Our cyber personalities aren’t necessarily a community. If brought together in a D/s chat room we can only say that we have a SINGLE common interest … and given the diversity of needs among any group, you may even have to really STRETCH the term ‘common interest’ to make it work. In my friend’s case, she feels the need to be in a submissive relationship and that’s great. Problem is, she doesn’t like to wear black, she doesn’t like to be spanked, she has no interest in play parties or being tied up or stripped half naked in public. So in the nebulous world of chat rooms, 80 to 90% of what she sees and hears is of no interest to her. I know BDSM people who feel the same way: “I don’t want to kneel before you, just spank me before we have sex!” Perhaps 50% of what THEY hear is of no interest to them.
 
Imagine, if you will, being in a physical room with 500 people with whom you slowly discover you have next to nothing in common. The NAME is right … They use the same words as you do, but in time you find out that their minds, while nice and friendly, do not have common thoughts, goals and desires as yours. Most people would soon begin to feel left out. Maybe even isolated.
 
And the more time you spend WITH them …. the more lonely you might feel.
 
 Then imagine that having realized this …. there IS NO room for you to enter that DOES have people with like minds. How would you feel then? With 800,000 people being on-line at the same time, finding 12, 10 or even 2 who share your needs the way you feel them is a daunting task.
 
· Is D/s is unusual because of how we have hijacked, appropriated and abused the definitions to suit our lives? Is Special Interests: Sewing Circle any different because they really DO have common terminology and an interest less nebulous?
 
· Is this really a problem? Has anyone but my friend experienced this?
 
I think that is partly true. As I witness chat in rooms, I find that I DO tend to just glass over when there is a protracted conversation about being flogged, spanked, etc. Sometimes when the 5th little twit has ooo’d and ahhh’d about it, I want to yell out “Get a life.
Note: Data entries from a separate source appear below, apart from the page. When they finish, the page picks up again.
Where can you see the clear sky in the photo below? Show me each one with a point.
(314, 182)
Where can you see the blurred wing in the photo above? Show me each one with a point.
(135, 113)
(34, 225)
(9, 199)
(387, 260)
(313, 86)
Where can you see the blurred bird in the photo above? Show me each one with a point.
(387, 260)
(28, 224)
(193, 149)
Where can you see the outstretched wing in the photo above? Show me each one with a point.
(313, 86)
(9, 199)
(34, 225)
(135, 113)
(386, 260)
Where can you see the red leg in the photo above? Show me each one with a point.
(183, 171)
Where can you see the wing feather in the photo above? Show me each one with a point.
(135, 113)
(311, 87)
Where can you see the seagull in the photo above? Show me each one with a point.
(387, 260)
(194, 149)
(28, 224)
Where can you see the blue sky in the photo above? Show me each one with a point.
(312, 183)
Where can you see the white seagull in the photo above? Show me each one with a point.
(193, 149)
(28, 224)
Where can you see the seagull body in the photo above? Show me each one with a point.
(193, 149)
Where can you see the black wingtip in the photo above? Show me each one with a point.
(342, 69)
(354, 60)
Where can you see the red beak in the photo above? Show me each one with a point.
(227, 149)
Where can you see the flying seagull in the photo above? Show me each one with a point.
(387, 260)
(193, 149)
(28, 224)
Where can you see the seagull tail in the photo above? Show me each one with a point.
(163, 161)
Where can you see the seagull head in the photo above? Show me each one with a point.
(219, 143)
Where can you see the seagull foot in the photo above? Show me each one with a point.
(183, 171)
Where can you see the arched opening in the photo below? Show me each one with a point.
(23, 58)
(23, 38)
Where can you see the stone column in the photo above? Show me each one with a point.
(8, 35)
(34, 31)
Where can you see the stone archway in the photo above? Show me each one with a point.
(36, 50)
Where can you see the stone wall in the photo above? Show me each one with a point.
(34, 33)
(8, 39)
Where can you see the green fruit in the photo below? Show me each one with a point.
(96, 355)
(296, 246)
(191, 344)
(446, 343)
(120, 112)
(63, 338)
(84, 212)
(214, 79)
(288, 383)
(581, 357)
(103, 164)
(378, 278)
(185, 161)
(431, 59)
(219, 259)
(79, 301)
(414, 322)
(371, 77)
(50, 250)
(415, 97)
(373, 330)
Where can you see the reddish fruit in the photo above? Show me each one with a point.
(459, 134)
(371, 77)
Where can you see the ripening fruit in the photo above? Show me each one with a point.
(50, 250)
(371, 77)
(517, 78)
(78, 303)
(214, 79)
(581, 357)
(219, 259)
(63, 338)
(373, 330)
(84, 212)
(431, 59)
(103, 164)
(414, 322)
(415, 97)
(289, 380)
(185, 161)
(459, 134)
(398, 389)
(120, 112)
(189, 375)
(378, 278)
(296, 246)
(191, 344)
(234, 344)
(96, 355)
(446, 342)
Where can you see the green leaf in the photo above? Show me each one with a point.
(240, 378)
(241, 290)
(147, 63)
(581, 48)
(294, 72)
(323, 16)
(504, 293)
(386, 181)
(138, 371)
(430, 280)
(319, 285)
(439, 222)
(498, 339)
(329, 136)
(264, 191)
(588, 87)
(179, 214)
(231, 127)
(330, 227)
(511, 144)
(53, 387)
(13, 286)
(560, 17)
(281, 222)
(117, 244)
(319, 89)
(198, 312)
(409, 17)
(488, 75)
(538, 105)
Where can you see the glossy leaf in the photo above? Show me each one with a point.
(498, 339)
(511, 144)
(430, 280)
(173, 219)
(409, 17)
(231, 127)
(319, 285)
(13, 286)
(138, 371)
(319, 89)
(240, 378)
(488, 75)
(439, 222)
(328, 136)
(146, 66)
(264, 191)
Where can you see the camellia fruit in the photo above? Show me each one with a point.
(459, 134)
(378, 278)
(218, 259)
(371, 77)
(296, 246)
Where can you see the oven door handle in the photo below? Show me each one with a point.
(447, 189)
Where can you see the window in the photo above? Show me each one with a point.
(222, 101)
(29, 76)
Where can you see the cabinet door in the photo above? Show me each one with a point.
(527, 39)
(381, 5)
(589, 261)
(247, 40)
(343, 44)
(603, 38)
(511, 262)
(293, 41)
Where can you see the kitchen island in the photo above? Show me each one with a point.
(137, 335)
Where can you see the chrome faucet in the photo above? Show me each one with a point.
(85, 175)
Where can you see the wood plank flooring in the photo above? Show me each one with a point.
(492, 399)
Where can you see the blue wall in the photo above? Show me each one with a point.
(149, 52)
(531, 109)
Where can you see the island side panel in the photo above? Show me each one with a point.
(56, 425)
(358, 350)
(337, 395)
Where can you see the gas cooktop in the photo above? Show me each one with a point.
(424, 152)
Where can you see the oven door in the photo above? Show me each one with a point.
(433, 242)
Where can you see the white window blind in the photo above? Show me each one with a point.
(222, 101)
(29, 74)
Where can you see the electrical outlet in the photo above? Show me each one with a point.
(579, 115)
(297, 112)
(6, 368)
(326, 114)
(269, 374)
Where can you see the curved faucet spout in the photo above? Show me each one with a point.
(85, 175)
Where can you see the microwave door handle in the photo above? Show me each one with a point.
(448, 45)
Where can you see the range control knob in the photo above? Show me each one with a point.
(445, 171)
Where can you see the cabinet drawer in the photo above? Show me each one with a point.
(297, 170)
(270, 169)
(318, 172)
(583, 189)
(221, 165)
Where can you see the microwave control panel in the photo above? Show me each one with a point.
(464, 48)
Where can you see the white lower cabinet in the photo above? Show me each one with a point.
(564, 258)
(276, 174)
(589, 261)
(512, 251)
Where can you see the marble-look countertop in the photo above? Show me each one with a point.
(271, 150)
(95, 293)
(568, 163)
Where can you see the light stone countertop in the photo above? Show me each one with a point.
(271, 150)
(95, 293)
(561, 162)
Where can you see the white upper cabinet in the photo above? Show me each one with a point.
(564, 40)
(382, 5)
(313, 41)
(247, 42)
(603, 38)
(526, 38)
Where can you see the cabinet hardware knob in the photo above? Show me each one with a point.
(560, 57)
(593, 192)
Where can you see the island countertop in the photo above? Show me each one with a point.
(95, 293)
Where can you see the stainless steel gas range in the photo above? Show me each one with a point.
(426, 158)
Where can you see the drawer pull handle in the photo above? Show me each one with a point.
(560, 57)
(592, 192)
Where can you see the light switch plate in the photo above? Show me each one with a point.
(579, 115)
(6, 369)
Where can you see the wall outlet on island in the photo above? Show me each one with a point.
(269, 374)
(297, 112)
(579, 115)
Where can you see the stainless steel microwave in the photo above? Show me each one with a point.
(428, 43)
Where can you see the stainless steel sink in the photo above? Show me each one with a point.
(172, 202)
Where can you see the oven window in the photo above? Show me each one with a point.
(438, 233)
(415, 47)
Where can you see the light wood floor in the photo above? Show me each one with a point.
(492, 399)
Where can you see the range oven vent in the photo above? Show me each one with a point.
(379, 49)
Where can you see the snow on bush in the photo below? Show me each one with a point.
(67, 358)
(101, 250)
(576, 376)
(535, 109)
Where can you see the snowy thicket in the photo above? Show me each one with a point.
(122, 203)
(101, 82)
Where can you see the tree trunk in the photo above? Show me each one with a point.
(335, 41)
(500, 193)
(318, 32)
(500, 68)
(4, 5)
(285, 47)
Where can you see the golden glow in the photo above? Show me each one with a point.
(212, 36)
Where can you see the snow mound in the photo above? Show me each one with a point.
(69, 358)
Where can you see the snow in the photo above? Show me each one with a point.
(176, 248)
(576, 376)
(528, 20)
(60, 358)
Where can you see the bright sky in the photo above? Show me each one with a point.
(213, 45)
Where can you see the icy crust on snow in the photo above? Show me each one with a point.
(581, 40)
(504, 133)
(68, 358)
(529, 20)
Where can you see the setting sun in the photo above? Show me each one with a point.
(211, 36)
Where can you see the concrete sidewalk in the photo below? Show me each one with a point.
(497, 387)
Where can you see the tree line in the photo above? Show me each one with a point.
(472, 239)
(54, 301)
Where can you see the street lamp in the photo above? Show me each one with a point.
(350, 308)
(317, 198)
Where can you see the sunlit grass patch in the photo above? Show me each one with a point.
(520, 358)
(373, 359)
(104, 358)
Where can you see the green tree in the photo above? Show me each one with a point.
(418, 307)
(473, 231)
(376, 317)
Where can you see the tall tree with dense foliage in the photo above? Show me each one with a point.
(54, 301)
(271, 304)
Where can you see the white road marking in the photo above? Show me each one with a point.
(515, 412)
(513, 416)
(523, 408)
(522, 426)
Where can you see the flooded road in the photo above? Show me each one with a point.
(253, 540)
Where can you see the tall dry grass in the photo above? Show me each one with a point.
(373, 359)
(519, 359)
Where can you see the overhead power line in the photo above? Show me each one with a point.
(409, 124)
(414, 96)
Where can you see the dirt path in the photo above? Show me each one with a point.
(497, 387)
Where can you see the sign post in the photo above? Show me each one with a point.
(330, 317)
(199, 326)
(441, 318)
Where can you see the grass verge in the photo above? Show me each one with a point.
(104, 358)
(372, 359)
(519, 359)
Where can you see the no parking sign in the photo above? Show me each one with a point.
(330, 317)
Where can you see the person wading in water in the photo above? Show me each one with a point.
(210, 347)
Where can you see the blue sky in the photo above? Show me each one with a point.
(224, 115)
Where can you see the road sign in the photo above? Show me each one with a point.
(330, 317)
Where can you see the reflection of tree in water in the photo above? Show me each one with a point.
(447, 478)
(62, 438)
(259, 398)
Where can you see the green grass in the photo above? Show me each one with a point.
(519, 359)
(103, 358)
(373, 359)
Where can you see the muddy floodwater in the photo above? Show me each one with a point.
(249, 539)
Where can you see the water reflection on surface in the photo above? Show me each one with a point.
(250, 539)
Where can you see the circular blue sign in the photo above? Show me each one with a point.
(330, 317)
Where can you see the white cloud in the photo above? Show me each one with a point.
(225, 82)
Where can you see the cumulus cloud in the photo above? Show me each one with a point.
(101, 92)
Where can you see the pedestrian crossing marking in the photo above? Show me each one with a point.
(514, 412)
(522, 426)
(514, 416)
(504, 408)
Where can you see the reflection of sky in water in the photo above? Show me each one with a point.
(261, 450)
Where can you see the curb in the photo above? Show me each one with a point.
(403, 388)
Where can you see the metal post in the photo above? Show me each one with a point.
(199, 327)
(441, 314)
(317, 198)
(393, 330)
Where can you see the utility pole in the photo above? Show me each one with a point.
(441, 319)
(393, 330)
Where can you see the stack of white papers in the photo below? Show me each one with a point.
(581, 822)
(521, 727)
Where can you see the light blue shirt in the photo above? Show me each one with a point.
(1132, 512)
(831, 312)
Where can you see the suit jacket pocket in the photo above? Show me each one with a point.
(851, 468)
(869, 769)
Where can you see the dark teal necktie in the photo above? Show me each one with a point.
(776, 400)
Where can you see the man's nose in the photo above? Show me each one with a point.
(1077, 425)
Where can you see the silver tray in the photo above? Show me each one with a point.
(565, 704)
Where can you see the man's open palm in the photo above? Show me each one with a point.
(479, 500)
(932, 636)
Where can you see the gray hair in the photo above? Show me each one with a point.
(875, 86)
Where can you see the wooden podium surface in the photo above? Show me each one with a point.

Get a grip. You’re an endorphin junkie! Go RUN 5 miles – you’ll get the same endorphin rush … you can do it alone, don’t need a date … and be healthier for the experience!”
 
Then I remember that they probably feel the same way when I extol the virtues of planting my will into another person’s head in such a way that my subject thinks it’s their own desire.
 
In truth …. we simply don’t belong in the same room with each other.
 
The answer is: there is no answer. Because there is no problem. All we do is know what we’re doing. That not everyone that we LOL is our best friend. That On-Line is not real life. That not everyone we meet who uses the same words we do (such as pernucleate) has the same thoughts behind them that we have. That what we see, say and read is just a small portion of who and what we really are. And hopefully not the BEST part of who we are.
 
And of course … first and foremost …… remember that
 
The Hokey-Pokey really IS what it’s all about.